Noah Eli Gordon


Review of Another Random Heart, by Sara Veglahn
(Sara Veglahn, Another Random Heart, Margin to Margin, 2003 <>. 25 pp.)


Although you might not be familiar with the work of poet Sara Veglahn, a recent implant to the east coast from Minneapolis MN, I'd wager that you've seen her likeness; depicted loosely in issue 12 of Brendan Lorber's Lungfull! magazine, the drawing, done during the July 2002 poetry festival in Boston, was reprinted in The Poetry Project Newsletter (#192, Dec.-Jan. 2003), and features the phrase, "wolves make it look easy," which just so happens to be the title for her as-of-yet unpublished manuscript from which this chapbook comes.

Another Random Heart, a 25 page prose-poem sequence, opens with the following sentence, "Scenes left on the cutting room floor flower into their own scenery." The sentence functions as a distillation for the entire poem, which has as its poetic template the combination of Barbara Guest's abstract lyricism, Leslie Scalapino's sequential structuring and Rosmarie Waldrop's investigatory ruminations. Veglahn's gestural poem unfolds not as the recreation of experience but as a consciousness responding to the cut-&-spliced scenes it finds itself submerged in. There is a distinctive intelligence moving throughout the poem, a set "I" from which the reader is able to glean only the subtle brushstrokes of the work's varying landscape, as one is never completely situated here.

In fact, the poem progresses in much the same way as one would stroll through an exhibit of paintings, the various pieces resonating and echoing with one another the further one gets, the difference being that here the paintings talk back. There is a "you" addressed throughout and an oftentimes ominous "they", a "they" who "want the document in their hands," and "want proof of their involvement." We're never told what document or exactly how "they" are involved, but this is precisely why the poem is able to consistently hold one's attention: its strikingly suggestive balance of randomness & inevitability allows one room to think, or, more poignantly, propels one into an atmosphere of thought; think of the character from Kurosawa's Dreams who literally strolls around inside of Van Gogh's paintings.

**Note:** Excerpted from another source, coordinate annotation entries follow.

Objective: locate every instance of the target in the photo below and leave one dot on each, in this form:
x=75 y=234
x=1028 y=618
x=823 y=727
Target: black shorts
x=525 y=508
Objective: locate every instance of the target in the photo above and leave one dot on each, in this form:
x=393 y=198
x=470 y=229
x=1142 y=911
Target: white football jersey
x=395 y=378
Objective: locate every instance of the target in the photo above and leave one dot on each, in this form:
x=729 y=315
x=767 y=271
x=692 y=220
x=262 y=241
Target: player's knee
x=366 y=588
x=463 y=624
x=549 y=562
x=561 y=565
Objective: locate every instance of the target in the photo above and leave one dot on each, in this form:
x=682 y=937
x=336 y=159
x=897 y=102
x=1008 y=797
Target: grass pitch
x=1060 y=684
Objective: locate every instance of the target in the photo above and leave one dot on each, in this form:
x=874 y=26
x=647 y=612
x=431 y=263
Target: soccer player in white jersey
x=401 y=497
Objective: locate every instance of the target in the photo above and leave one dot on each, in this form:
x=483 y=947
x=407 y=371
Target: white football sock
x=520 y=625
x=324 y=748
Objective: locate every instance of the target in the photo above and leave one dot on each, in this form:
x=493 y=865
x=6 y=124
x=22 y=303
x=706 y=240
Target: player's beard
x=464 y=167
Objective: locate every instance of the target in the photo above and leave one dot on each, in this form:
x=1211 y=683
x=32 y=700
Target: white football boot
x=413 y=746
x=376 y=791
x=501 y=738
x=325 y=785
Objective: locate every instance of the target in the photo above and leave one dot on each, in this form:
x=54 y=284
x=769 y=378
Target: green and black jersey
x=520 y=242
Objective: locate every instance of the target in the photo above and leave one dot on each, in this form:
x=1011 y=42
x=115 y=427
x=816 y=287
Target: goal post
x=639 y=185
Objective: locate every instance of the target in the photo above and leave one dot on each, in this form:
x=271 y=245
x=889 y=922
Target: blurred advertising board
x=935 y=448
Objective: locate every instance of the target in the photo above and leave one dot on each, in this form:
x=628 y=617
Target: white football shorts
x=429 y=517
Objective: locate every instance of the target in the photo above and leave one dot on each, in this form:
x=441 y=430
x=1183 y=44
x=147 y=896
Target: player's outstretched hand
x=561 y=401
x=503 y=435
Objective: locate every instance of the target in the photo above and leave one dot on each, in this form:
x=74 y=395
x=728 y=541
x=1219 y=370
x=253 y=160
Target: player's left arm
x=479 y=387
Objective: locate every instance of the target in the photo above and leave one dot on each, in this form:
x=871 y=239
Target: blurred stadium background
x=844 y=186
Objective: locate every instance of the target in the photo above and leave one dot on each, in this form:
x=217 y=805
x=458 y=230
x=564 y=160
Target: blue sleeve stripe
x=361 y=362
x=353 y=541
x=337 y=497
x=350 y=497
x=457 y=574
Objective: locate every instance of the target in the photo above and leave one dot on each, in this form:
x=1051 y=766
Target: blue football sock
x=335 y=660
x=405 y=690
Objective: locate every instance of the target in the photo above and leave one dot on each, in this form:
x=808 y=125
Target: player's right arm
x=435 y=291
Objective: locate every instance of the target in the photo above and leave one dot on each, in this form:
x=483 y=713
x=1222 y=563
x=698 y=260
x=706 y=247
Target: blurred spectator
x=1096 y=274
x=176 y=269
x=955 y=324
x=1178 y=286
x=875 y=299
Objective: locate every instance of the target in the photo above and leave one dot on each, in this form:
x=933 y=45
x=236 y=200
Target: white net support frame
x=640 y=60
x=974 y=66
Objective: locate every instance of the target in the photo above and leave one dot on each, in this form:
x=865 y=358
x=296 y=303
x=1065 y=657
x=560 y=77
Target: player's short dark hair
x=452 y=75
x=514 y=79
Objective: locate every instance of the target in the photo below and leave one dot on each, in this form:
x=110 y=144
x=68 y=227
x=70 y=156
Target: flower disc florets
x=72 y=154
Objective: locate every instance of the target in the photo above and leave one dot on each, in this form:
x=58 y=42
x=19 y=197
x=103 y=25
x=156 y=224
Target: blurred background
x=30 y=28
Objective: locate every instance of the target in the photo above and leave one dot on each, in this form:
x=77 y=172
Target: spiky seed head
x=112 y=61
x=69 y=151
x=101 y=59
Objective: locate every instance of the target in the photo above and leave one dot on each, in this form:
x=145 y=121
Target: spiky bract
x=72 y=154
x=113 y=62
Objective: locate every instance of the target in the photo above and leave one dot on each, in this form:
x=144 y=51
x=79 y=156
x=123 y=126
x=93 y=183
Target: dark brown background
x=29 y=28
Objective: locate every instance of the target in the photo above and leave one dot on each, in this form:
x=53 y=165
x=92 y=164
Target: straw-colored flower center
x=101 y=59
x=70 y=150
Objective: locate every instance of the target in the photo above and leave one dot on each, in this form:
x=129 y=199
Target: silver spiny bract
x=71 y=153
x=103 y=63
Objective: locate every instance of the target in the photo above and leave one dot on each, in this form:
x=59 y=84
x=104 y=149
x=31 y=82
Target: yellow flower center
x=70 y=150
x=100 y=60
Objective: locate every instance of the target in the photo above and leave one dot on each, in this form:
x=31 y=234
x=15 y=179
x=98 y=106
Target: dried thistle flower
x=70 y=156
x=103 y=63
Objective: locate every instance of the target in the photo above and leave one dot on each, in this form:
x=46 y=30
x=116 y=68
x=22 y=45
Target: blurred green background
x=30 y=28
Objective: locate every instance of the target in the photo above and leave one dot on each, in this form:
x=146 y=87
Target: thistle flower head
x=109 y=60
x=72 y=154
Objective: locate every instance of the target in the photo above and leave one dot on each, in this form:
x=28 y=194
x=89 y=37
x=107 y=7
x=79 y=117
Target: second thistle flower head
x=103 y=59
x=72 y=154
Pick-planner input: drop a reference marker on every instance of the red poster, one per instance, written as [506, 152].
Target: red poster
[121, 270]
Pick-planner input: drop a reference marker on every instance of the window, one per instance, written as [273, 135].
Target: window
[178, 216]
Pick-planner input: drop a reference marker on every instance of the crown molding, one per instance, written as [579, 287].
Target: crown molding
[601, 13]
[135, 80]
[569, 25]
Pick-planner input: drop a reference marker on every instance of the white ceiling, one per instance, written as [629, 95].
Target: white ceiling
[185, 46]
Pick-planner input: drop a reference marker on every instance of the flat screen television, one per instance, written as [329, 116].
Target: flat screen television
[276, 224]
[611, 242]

Interestingly, the poem make direct references to the still-life paintings of CÚzanne.

It is difficult to cull a few representative lines from the work, as its paratactic construction imbeds meaning between the sentences, which vary from densely hyper-alterative ("Heat and happenstance have hoodwinked my eloquent schemes, but, like a glove, I've sequestered my half-silent sister in the alphabetic realm of immaculate order.") to shorter, truncated bursts. Nevertheless, here are the first three sentences from a later section:

Sometimes hunger precedes everything. The table does not need to be elevated but the breeze, it blows up a storm and there's a million wasps ready to burst out and flow beyond the ridgepole and the roof now layered in copper, where I walk as if swimming. An old taunting mechanism makes the laying on of hands seem like a new invention.

Evocative enough on its own, this passage accrues a contextual relevance because of the recurrence of particular nouns and concepts ( ridgepole, wasps, beyond, walking / swimming etc.) which appear scattered throughout the poem. Veglahn has created a matrix within which she is able to weave the distinctive musicality of Another Random Heart into, "a mainly plausible gesture provided by a wary eye."